Ecoturismo & Sustentabilidade
A planta acaba de ser batizada oficialmente (com o nome latino de Symplocos atlantica) e ganhou até um apelido mais popular, o de azeitoninha-das-nuvens, por causa dos frutos pretos. A certidão de nascimento da árvore para a comunidade científica, no entanto, já vem acompanhada de um rótulo nem um pouco invejável: o de ameaçada de extinção.
Isso porque os especialistas detectaram a nova espécie na chamada floresta nebular, uma subdivisão da mata atlântica que cresce nas alturas, a partir de 1.100 metros acima do nível do mar. Como o nome da formação indica, a floresta nebular está relacionada à presença constante de nuvens --as quais correm o risco de migrar para altitudes bem maiores com o avanço do aquecimento global.

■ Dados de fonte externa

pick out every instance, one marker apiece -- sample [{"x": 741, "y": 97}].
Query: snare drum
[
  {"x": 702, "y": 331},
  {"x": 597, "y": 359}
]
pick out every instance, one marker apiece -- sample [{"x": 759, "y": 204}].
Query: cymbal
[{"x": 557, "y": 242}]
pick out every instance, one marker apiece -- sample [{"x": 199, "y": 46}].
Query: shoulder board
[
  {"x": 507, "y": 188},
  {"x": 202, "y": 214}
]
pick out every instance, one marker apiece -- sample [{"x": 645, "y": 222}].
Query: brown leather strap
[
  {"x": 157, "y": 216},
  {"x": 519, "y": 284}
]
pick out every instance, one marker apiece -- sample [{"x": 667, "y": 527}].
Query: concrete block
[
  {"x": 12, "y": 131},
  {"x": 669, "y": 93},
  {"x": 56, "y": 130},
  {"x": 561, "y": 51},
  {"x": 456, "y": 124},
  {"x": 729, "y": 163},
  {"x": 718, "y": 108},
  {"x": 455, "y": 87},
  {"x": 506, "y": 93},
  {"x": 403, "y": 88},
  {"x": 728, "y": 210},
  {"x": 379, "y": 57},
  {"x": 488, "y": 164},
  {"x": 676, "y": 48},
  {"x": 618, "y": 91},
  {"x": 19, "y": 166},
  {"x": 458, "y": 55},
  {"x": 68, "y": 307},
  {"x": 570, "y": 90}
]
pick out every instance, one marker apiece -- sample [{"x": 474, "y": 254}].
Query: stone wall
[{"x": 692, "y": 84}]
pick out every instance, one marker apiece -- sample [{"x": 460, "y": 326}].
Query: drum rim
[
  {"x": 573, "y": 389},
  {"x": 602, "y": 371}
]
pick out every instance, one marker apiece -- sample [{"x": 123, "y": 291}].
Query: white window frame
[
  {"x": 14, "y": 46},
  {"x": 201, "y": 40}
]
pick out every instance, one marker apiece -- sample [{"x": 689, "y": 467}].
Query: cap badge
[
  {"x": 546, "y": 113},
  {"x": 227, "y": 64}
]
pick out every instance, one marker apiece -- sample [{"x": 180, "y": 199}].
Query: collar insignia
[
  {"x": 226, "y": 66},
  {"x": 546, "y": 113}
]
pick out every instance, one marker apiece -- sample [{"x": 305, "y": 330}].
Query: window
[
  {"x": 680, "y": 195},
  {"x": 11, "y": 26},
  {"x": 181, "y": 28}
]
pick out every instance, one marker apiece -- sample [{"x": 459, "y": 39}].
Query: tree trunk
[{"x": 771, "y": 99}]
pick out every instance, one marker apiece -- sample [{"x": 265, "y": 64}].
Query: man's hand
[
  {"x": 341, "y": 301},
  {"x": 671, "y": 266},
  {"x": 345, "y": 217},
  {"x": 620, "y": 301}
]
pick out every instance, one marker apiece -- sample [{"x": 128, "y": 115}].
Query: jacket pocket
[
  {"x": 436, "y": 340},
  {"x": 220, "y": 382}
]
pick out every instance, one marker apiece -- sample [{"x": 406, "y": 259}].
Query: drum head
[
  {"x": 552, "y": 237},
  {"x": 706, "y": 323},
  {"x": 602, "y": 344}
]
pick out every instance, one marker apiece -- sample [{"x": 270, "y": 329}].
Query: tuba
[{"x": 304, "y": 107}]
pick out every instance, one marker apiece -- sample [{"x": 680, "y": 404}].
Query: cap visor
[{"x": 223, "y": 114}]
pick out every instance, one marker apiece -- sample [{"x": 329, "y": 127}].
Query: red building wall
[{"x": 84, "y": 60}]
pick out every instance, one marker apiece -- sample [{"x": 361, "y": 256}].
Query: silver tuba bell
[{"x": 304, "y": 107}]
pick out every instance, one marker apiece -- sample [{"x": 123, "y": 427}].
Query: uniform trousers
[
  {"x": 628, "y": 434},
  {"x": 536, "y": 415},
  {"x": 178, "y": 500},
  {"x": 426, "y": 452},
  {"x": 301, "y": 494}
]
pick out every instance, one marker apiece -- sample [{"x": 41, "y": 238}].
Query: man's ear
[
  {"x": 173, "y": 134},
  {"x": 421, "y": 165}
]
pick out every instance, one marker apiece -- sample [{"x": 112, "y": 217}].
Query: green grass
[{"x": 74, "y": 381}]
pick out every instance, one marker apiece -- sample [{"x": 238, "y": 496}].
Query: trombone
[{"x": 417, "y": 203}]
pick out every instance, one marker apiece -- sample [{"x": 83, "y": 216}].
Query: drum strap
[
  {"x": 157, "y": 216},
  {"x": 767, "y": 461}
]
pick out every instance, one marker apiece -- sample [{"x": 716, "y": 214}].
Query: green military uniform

E isso ameaça tanto a Symplocos atlantica quanto as demais espécies únicas da floresta nebular, afirma o biólogo Ricardo Bertoncello, um dos autores da descrição da planta na publicação científica "Harvard Papers in Botany".
Bertoncello chegou à azeitoninha-das-nuvens durante seu mestrado na Unicamp, cujo objetivo era justamente ajudar a entender como a comunidade de plantas se modificava morro acima na mata atlântica.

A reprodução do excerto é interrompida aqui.